Rosell también avanza que las próximas guías de la Asociación Americana de Oncología Clínica (ASCO) para este curso, y de las que Rosell forma parte del panel de expertos, ratificarán un hecho: “La inmunoterapia en combinación con quimioterapia es la opción de cualquier tipo de cáncer de pulmón en estadio IV no microcítico, lo que supone uno de los pasos más importantes para la práctica clínica de este tumor”. En el caso del microcítico, todo parece apuntar a un beneficio similar, pero aún no se ha concretado totalmente.

Sin embargo, los científicos no pierden de vista las toxicidades de las estrategias inmunoterápicas y tratan de “descifrar por qué se registra una elevada frecuencia de efectos secundarios como las neumonitis relacionadas con reacciones inmunológicas, pero que son claramente neumonitis graves”.

En estos momentos, el equipo de Rosell ha accedido a una beca de un programa europeo que analiza, tanto en tejido como en sangre, un panel con la expresión de 600 genes -ya se ha encontrado el primer filtro de genes responsables-y cuyo objetivo es clarificar qué alteraciones confieren más riesgo de neumonitis después de la administración de la terapia basada en estas nuevas estrategias. Las modernas tecnologías, junto a la biopsia líquida, están posibilitando este tipo de evaluaciones que facilitarán el manejo clínico”.

Evolución del cáncer, un reto incesante para los tratamientos innovadores

La mayoría de los tumores de mama hormonodependientes o positivos para los receptores estrogénicos (ER+) responden bien a la terapia hormonal, pero en un 20% de las pacientes, el cáncer reaparece. “Cada vez conocemos más las alteraciones genéticas en el tumor que explicarían ese fenotipo que recurre tras una terapia primaria; curiosamente, en el 80% restante de esos tumores este repertorio genético es curativo”, comenta Carlos Arteaga, director del Centro del Cáncer Simmons de la UT Southwestern, en Dallas. Entre los genes estudiados, están HER2, alteraciones en la vía PI3K, en la del EFGFR y en la de MAPK; también mutaciones en el receptor de estrógeno.

“Estas mutaciones ocurren en el 30% de mujeres que son tratadas con inhibidores de la aromatasa, que es la principal terapia en el cáncer posmenopáusico. Para mí es un ejemplo de una selección natural que ocurre en estos tumores, en relación con los tratamientos cada vez más efectivos que administramos”.

Entre esos fármacos, Arteaga destaca a los inhibidores de cinasas dependientes de ciclinas 4 y 6 (CDK4/6), “uno de los principales avances recientes en el cáncer de mama”. En combinación con las terapias antiestrogénicas “tienen unos excelentes resultados; esa asociación terapéutica se estudia ahora en ensayos adyuvantes. Esperamos datos positivos, con lo que se aumentará la fracción de cánceres que podrán curarse. Muchos pensamos que el motivo por el que estos fármacos funcionan en el cáncer hormonodependiente es que el gen de la ciclina d1 es muy importante para el funcionamiento del receptor de estrógeno. Trabaja con la cinasa dependiente de ciclina, y, por eso, al combinar la terapia antiestrogénica con el inhibidor de CDK, se genera un bloqueo doble en la misma vía”, detalla este reconocido especialista en cáncer de mama.

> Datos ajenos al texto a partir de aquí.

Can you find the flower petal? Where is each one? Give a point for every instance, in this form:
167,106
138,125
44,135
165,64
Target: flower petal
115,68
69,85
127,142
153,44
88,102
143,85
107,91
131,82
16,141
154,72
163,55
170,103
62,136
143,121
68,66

La pregunta que ahora habrá que responder es cuáles son los mecanismos de resistencia en aquellos pacientes que no se benefician de estos tratamientos. Arteaga reflexiona que “con cada innovación terapéutica estamos creando una nueva naturaleza de tumores, que buscan y ponen en marcha mecanismos de escape”, algo que no ha de verse como una elucubración derrotista sobre la enfermedad: “Lo interesante es que contamos con las herramientas moleculares para interrogar al cáncer resistente”, matiza, “pero hay que admitir que el cáncer es parte de la evolución: los mismos genes que permiten el desarrollo de un tumor son los que hacen posible nuestra existencia; el cáncer los usurpa para poder sobrevivir, a costa del paciente. Con el tiempo podremos eliminar los tumores letales, pero un mundo sin cáncer es un mundo sin evolución”.